Absconding due to inappropriate colony management is the major constraint in the districts and beekeepers fail to produce sufficient amount of honey, regardless of apiculture potential in study the areas. Proper bee management practices enhance colony performance, such as reduced absconding, improved colony strength and higher hive yields (Wilson, 2006; Tolera and Dejene, 2014). Such loss is partially compensated by the high rate of swarming of colonies.

 


 CONCLUSIONS

Beekeepers of the study areas own both traditional and frame hives. Even though absconding of honeybee colonies was the most phenomena in the study areas, the number of bee colonies showed an increase in the last five years. Some beekeepers have not considered absconding as the major problem because there is high swarming tendency to substitute the absconded colonies.

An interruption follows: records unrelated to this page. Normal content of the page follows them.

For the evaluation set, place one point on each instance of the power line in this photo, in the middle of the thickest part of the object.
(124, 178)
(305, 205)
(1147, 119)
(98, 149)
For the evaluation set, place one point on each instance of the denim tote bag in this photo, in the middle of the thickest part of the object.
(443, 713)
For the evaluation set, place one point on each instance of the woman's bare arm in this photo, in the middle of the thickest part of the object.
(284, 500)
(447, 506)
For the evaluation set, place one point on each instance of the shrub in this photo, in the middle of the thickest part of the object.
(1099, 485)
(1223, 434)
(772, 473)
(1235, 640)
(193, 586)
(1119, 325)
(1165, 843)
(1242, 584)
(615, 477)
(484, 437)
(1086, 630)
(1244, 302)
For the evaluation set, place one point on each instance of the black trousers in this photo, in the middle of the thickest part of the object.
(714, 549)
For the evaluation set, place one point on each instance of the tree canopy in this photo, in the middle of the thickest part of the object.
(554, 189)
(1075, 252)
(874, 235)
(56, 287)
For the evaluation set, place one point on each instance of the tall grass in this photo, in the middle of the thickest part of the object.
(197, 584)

Despite feeding management was practiced during the dearth period, management gaps on super adding or reducing and old comb replacement were observed.

The incidence of major brood rearing was in the months of July to September. As regards season of reproductive colony swarming was August to September. Honeybee colonies abandoned their hives at any season of the year for different reasons. March to June was recognized as colony absconding months in most localities. According to beekeepers, the peak dearth periods of the year are dry season period (January to May) as there is no flowering plant as a source of pollen and nectar. Similarly, high availability of honeybee plants from July to December was recorded. September to November were regarded as the main honey harvesting period of the year as this period is the main flowering season of the year; whereas, June was regarded as the second honey flow season/ harvesting period of the year.

Therefore, seasonal colony management practices followed by floral cycle should be practiced by empowering beekeepers with skill in modern beekeeping management  in   order   to  improve  their  seasonal  bee management practices; thereby, increasing honey production.

 


 CONFLICT OF INTERESTS

The author has not declared any conflict of interests.